Now in Legal Rebels:
Posted Sep 28, 2007 10:48 am CDT
California law firms got some help from the state supreme court yesterday in a ruling that narrows the window for filing suits for legal malpractice.
The court ruled that the statute of limitations begins to run when a client leaves a law firm, even if the client is represented by an ex-firm lawyer, the Recorder reports. Nine law firms and two bar associations had filed amicus briefs urging that result.
“When a lawyer leaves a firm and takes a client with him, the firm’s representation of the client ceases,” the court said in its opinion (PDF). “There is no risk the firm will attempt to run out the clock on the statute of limitations by offering reassurances and blandishments about the state of the case. Conversely, the firm loses all ability to mitigate any damage to the client.”

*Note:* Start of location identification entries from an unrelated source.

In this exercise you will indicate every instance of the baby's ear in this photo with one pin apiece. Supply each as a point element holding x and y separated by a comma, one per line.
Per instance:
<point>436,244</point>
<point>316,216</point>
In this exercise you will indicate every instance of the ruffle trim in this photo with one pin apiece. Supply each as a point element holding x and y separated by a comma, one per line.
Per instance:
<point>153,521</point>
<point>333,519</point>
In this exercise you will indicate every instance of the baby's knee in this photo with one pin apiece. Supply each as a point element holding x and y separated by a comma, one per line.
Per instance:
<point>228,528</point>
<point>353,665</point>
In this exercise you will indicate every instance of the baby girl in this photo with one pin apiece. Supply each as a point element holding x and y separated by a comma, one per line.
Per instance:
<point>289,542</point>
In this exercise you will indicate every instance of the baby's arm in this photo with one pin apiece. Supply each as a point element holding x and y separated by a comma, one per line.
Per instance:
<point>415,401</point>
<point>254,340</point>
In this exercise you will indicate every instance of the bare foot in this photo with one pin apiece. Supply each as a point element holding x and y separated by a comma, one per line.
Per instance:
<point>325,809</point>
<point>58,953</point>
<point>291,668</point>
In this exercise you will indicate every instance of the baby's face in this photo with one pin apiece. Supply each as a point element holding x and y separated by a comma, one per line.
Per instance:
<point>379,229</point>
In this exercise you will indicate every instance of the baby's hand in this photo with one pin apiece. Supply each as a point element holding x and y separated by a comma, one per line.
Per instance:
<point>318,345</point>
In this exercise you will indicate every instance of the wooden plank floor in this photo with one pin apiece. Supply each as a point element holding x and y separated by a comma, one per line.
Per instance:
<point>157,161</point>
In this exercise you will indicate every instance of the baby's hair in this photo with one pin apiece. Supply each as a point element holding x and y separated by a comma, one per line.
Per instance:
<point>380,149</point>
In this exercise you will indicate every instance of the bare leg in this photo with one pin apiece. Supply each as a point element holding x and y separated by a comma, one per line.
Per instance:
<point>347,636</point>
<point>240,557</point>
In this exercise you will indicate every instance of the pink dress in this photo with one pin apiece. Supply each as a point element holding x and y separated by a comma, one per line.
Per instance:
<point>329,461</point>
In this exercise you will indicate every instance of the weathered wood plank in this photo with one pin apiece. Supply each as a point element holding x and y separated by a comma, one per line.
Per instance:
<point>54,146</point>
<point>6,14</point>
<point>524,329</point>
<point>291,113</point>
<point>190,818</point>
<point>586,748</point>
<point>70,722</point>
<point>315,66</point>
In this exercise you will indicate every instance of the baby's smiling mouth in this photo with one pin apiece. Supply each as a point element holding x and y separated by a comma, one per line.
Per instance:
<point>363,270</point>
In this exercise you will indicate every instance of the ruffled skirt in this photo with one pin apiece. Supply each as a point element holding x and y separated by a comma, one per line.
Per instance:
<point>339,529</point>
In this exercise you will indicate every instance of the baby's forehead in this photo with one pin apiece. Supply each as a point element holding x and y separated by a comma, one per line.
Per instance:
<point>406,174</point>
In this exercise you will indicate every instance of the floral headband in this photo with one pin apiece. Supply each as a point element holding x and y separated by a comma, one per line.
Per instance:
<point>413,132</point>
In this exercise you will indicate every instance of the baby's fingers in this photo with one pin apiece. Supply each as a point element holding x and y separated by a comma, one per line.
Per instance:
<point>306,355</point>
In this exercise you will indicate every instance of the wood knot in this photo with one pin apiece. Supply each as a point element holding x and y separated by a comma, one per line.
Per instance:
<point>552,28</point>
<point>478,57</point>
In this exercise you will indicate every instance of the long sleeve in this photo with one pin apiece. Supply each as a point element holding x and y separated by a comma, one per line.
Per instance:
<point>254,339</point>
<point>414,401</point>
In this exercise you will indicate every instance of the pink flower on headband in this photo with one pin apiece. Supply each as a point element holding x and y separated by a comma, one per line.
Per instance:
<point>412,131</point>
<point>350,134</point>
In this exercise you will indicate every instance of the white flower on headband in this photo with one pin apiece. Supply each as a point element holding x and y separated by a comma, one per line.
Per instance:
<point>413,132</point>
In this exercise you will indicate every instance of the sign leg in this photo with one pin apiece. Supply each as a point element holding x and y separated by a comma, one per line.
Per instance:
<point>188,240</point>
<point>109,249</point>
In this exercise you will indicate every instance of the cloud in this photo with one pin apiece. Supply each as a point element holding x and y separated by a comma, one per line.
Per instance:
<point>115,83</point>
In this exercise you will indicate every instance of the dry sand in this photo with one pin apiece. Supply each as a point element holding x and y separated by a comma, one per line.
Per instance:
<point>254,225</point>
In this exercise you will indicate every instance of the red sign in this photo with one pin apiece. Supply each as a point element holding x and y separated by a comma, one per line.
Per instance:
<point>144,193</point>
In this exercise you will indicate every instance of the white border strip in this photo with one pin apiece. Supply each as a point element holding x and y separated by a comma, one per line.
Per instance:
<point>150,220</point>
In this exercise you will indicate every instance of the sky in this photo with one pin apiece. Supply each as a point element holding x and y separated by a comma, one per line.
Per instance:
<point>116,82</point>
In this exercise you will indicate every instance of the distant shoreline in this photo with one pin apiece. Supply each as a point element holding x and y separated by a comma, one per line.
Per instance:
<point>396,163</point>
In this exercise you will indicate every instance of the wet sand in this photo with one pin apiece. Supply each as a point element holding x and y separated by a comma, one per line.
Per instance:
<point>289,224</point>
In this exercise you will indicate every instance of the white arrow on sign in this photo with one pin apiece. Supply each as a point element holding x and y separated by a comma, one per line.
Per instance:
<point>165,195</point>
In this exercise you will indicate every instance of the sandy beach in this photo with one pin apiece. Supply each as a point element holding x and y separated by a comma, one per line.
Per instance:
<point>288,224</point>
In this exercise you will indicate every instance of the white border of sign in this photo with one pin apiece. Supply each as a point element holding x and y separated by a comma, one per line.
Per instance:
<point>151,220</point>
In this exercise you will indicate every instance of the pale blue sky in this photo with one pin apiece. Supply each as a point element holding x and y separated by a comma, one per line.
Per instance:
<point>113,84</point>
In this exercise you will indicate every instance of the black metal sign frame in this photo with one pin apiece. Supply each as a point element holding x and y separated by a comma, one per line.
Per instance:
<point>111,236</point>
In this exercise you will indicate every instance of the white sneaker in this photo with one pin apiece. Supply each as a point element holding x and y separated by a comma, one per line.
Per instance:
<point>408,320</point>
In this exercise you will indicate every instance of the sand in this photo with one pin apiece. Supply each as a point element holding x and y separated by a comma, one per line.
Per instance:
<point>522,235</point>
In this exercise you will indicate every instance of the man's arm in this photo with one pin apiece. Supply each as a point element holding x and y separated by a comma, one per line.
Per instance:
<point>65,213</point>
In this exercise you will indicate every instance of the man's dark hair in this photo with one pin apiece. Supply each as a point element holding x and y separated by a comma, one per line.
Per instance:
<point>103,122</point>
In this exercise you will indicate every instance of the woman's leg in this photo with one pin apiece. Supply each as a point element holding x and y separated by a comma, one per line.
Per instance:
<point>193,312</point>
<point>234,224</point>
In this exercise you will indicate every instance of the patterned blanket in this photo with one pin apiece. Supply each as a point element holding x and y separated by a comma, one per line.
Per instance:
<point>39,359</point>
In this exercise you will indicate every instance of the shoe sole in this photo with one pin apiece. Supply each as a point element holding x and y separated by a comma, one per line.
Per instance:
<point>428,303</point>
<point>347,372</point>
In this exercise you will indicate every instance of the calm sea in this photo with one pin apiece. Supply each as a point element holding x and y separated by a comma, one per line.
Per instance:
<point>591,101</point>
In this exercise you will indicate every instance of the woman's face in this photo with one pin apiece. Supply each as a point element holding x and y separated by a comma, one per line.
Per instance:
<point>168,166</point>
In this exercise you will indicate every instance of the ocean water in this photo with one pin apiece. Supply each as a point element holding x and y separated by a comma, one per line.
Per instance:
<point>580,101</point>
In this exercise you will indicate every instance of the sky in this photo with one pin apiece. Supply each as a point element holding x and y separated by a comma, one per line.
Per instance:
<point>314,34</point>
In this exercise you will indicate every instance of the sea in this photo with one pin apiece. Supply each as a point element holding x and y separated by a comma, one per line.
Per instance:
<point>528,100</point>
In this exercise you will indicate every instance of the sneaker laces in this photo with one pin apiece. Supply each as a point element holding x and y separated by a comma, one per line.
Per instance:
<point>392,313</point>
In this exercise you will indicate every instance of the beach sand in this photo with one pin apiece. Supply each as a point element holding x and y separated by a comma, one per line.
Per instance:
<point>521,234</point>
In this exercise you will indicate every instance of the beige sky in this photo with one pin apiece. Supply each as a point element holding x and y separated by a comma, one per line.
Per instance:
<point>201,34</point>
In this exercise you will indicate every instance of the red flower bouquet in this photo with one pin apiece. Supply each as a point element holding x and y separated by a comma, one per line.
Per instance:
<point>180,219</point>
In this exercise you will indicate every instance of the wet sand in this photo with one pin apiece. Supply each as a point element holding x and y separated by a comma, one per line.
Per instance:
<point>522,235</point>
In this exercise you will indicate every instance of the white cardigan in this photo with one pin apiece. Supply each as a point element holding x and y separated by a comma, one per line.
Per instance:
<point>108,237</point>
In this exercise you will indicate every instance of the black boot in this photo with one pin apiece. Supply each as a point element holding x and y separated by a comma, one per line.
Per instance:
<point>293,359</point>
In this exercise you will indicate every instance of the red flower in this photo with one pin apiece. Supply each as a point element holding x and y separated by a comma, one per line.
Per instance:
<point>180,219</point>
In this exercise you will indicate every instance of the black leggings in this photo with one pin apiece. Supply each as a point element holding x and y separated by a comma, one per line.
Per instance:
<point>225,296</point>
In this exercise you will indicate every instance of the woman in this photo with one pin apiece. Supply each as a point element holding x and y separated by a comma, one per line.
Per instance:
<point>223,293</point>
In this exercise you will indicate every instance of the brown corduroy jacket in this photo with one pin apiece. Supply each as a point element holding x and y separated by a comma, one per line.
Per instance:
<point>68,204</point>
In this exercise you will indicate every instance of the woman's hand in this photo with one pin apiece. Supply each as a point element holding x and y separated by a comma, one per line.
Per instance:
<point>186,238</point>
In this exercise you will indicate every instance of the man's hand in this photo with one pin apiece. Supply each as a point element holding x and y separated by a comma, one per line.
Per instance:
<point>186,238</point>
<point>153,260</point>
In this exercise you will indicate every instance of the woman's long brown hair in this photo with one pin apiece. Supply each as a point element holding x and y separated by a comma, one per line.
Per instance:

The plaintiff in the suit, Beal Bank, had sued now-defunct Arter & Hadden for negligence in a case involving collection of unpaid loans, ABAJournal.com noted in an earlier post. Beal Bank dropped Arter in 1998, taking its business to an Arter associate who left to open his own firm.
The bank argued the statute of limitations should be tolled during the time the ex-Arter associate continued to represent the bank. It cited the rule that says the period does not begin to run during the time a malpractice defendant continues to represent the client on the matter at issue.